Mastercard, for example, is demonstrating its “Agent Pay” capabilities in a lab, focusing on Google AP2 mandates. While technically elegant, it’s a solution in search of a mandate. Neither processors, merchants, nor even Google are currently moving toward these mandates. The market is moving toward merchant-led checkout experiences, not network-enforced rules that haven’t been battle-tested.

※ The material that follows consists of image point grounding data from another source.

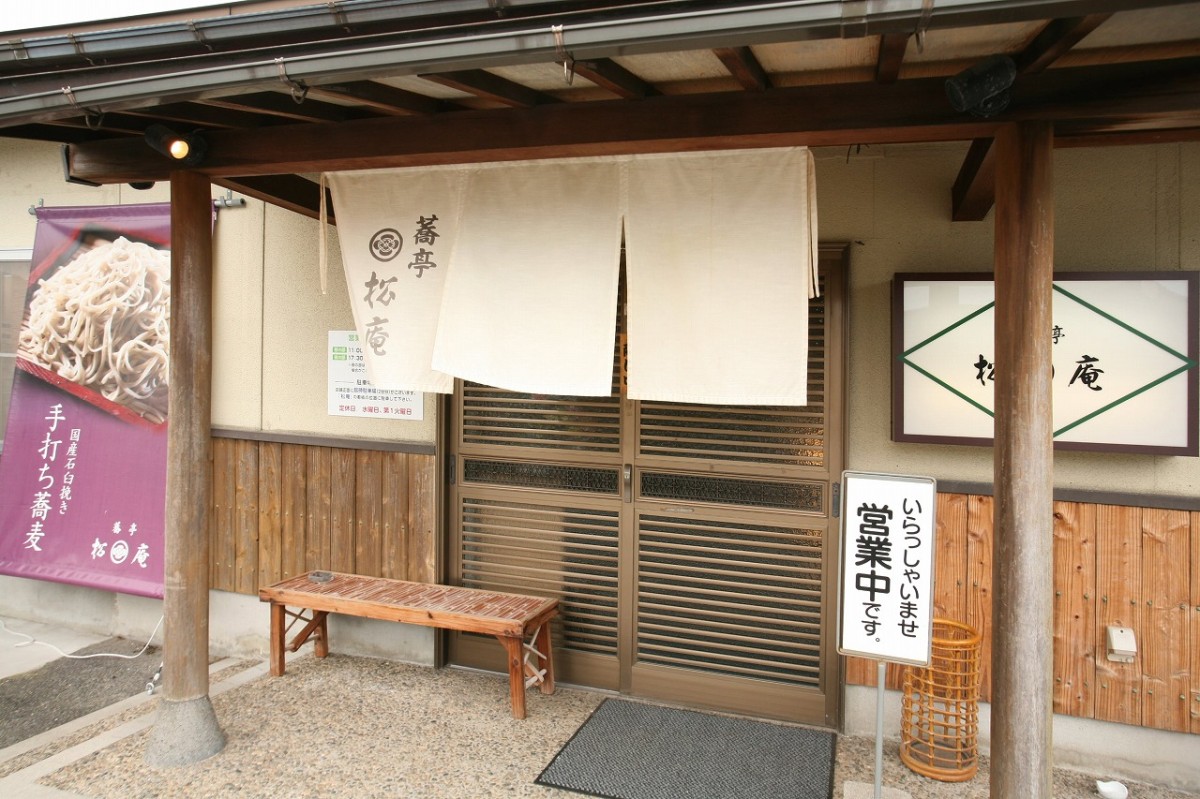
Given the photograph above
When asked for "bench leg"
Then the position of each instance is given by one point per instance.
(277, 632)
(515, 650)
(321, 648)
(543, 644)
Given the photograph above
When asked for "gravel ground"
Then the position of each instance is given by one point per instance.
(70, 688)
(360, 727)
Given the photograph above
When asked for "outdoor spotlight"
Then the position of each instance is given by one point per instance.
(984, 88)
(185, 148)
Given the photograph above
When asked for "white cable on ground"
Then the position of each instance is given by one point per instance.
(100, 654)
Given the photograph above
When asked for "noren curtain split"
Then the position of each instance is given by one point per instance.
(507, 274)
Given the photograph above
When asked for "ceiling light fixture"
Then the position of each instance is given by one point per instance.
(185, 148)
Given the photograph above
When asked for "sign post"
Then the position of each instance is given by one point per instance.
(887, 566)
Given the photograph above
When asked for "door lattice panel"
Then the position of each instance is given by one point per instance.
(551, 551)
(731, 599)
(498, 418)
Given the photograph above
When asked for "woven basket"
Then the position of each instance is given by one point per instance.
(940, 721)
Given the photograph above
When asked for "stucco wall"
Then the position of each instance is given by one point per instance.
(1134, 208)
(270, 318)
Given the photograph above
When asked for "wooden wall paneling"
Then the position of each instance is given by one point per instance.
(1194, 565)
(859, 671)
(317, 506)
(1163, 637)
(369, 514)
(423, 514)
(294, 509)
(246, 517)
(222, 556)
(1074, 623)
(951, 558)
(978, 588)
(395, 515)
(270, 490)
(342, 506)
(1119, 584)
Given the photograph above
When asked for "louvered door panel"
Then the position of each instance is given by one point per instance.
(732, 599)
(558, 547)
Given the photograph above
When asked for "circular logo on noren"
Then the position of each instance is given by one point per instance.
(385, 244)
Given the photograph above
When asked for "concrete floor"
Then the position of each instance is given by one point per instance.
(359, 727)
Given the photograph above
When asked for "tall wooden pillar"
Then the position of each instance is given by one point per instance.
(1023, 570)
(186, 730)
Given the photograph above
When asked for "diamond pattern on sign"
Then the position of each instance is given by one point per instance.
(1093, 373)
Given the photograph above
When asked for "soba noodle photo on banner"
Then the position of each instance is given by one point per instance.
(83, 468)
(101, 322)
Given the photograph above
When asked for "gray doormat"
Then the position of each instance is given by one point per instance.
(628, 750)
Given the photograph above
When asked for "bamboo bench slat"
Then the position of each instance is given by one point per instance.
(520, 623)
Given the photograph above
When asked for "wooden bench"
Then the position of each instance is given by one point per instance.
(520, 623)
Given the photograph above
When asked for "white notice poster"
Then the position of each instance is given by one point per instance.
(887, 566)
(351, 392)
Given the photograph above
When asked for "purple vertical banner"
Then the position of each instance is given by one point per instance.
(83, 469)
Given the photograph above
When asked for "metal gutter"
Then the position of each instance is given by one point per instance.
(346, 17)
(634, 28)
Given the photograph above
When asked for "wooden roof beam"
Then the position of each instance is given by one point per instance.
(1110, 98)
(892, 49)
(199, 115)
(291, 192)
(609, 74)
(744, 67)
(279, 104)
(975, 186)
(492, 86)
(381, 97)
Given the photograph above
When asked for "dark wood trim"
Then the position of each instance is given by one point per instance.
(189, 445)
(1097, 98)
(483, 83)
(271, 103)
(1056, 40)
(609, 74)
(291, 192)
(744, 67)
(379, 97)
(892, 49)
(975, 188)
(372, 445)
(1023, 564)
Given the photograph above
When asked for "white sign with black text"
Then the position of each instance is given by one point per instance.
(887, 566)
(351, 391)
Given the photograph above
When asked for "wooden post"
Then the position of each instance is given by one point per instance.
(186, 730)
(1023, 568)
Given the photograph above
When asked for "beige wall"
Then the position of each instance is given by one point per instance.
(1134, 208)
(271, 320)
(1116, 209)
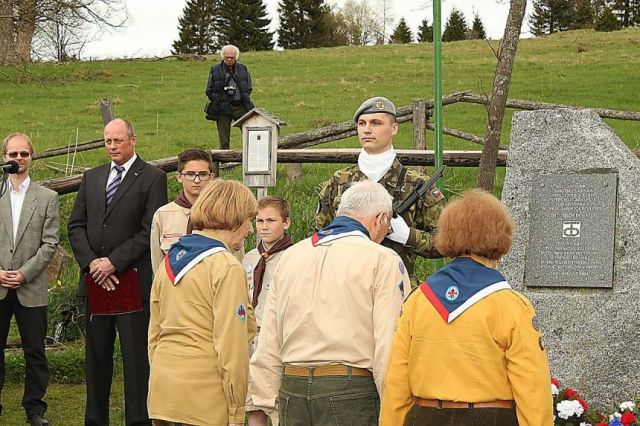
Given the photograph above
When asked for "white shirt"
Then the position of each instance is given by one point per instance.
(114, 172)
(17, 200)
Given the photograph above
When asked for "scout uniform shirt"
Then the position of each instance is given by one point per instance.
(470, 352)
(335, 302)
(168, 225)
(421, 217)
(199, 333)
(249, 263)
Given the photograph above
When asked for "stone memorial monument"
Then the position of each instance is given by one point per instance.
(573, 188)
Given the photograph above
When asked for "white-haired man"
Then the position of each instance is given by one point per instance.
(330, 317)
(229, 91)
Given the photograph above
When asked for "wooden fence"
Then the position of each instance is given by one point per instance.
(291, 147)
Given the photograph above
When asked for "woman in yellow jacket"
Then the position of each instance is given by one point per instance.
(467, 350)
(201, 319)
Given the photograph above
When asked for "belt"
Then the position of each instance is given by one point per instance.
(325, 370)
(437, 403)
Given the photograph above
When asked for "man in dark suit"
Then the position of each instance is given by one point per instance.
(109, 231)
(29, 238)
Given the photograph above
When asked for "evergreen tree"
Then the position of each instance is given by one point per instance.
(402, 33)
(584, 15)
(627, 11)
(477, 29)
(607, 21)
(199, 28)
(425, 32)
(551, 16)
(303, 24)
(245, 24)
(456, 27)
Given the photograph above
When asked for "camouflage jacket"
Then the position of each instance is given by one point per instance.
(421, 217)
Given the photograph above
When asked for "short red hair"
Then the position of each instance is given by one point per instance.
(475, 223)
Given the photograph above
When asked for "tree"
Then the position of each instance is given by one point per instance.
(198, 28)
(551, 16)
(584, 15)
(627, 11)
(402, 33)
(361, 24)
(425, 32)
(28, 17)
(384, 19)
(456, 27)
(245, 24)
(607, 21)
(338, 34)
(499, 94)
(303, 24)
(477, 29)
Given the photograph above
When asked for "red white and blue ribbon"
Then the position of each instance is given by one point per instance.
(340, 227)
(187, 252)
(459, 285)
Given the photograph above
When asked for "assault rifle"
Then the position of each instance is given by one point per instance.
(400, 207)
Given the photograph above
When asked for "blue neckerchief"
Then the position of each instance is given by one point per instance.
(457, 286)
(341, 226)
(187, 252)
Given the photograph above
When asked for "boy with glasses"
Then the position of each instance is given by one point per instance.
(172, 220)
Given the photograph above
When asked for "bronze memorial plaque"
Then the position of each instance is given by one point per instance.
(572, 230)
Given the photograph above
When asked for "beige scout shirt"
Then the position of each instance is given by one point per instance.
(199, 335)
(249, 263)
(168, 225)
(334, 303)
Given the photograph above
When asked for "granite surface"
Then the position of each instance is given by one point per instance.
(592, 335)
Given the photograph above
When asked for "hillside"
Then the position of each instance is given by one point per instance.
(311, 88)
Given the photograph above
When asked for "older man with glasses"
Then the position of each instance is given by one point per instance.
(29, 237)
(329, 318)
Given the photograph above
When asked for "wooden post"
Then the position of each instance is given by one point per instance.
(105, 110)
(419, 127)
(294, 171)
(261, 192)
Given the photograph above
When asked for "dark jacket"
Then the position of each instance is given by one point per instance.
(219, 98)
(120, 231)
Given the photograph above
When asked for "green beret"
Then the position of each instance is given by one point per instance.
(375, 105)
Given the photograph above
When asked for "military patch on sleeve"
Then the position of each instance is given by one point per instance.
(534, 322)
(241, 313)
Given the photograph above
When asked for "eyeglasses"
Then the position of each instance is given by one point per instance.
(15, 154)
(191, 176)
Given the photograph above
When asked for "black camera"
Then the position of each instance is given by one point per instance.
(231, 88)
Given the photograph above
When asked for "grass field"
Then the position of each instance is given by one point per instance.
(66, 404)
(55, 103)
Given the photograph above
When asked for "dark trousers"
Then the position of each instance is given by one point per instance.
(99, 343)
(328, 401)
(32, 325)
(224, 125)
(427, 416)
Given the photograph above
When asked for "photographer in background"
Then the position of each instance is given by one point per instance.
(229, 92)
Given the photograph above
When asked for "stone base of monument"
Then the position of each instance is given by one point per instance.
(573, 188)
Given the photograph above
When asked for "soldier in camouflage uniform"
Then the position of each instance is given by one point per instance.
(412, 232)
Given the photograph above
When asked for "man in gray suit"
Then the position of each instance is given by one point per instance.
(29, 237)
(109, 229)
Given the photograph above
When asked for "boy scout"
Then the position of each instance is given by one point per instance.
(411, 233)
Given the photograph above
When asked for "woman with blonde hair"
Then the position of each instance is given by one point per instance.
(201, 318)
(466, 349)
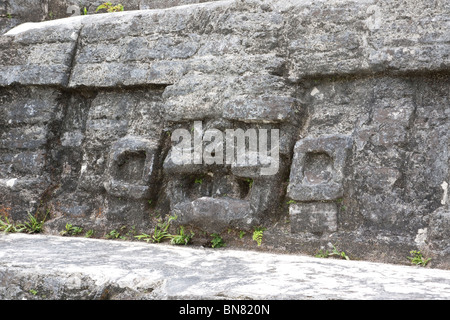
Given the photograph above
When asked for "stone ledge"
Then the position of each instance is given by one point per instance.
(78, 268)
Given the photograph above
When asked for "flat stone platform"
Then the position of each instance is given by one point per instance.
(52, 267)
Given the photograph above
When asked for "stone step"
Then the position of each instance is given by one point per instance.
(53, 267)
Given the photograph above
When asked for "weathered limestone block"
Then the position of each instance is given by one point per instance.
(130, 168)
(316, 217)
(317, 171)
(358, 91)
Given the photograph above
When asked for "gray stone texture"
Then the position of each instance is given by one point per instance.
(358, 89)
(91, 269)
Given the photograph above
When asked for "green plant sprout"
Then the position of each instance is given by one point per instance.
(113, 234)
(109, 7)
(71, 230)
(258, 234)
(160, 232)
(182, 237)
(89, 233)
(338, 253)
(217, 241)
(418, 259)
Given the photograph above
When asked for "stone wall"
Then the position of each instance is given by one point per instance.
(15, 12)
(359, 91)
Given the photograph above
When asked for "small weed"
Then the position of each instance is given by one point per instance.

Similarly, Paze (the US bank-led wallet) is attempting to solve for authentication with a new Payment Passkey and a liability shift. But Paze has a fundamental “Cold Start” problem: they have no merchant network to drive adoption. Merchants, who have a historically litigious relationship with US banks, are not exactly rushing to adopt a bank-controlled identity solution that offers no clear advantage over the device-native credentials Google already provides.
Shopify and the Rise of the Agentic Storefront
While the giants squabble over mandates, Shopify is doing the actual work of prepping the web for conversational commerce. They are building agentic storefronts—optimized “landing pages” that serve as the destination for AI agents.
Shopify’s advantage is operational. They are doing the heavy lifting of publishing retailer inventory and integrating that data into LLMs through the Model Context Protocol (MCP). They understand that for an agent to buy something, it needs a “common language” to talk to the merchant’s backend. This standardized, open-web approach is a direct rebuke to OpenAI’s attempt to keep the transaction “headless.”
Conclusion: The Operational Void
OpenAI’s retreat from “Instant Checkout” is a victory for the merchant-centric model. It proves that you cannot solve commerce with a better “brain” alone; you have to solve for the Operational Void (the messy reality of liability, risk, and commercial incentives. See Commercial Models for AI Agents)
Google’s UCP works because it acknowledges that “agentic commerce” in the near term is actually conversational search that respects the merchant’s sovereignty..
OpenAI tried to build the destination before the road was paved. Google, Shopify, and eventually V/MA are building the road. In the agentic era, the winner won’t be the one with the smartest agent, but the one who builds the framework where merchants feel safe enough to let the agent click “buy.”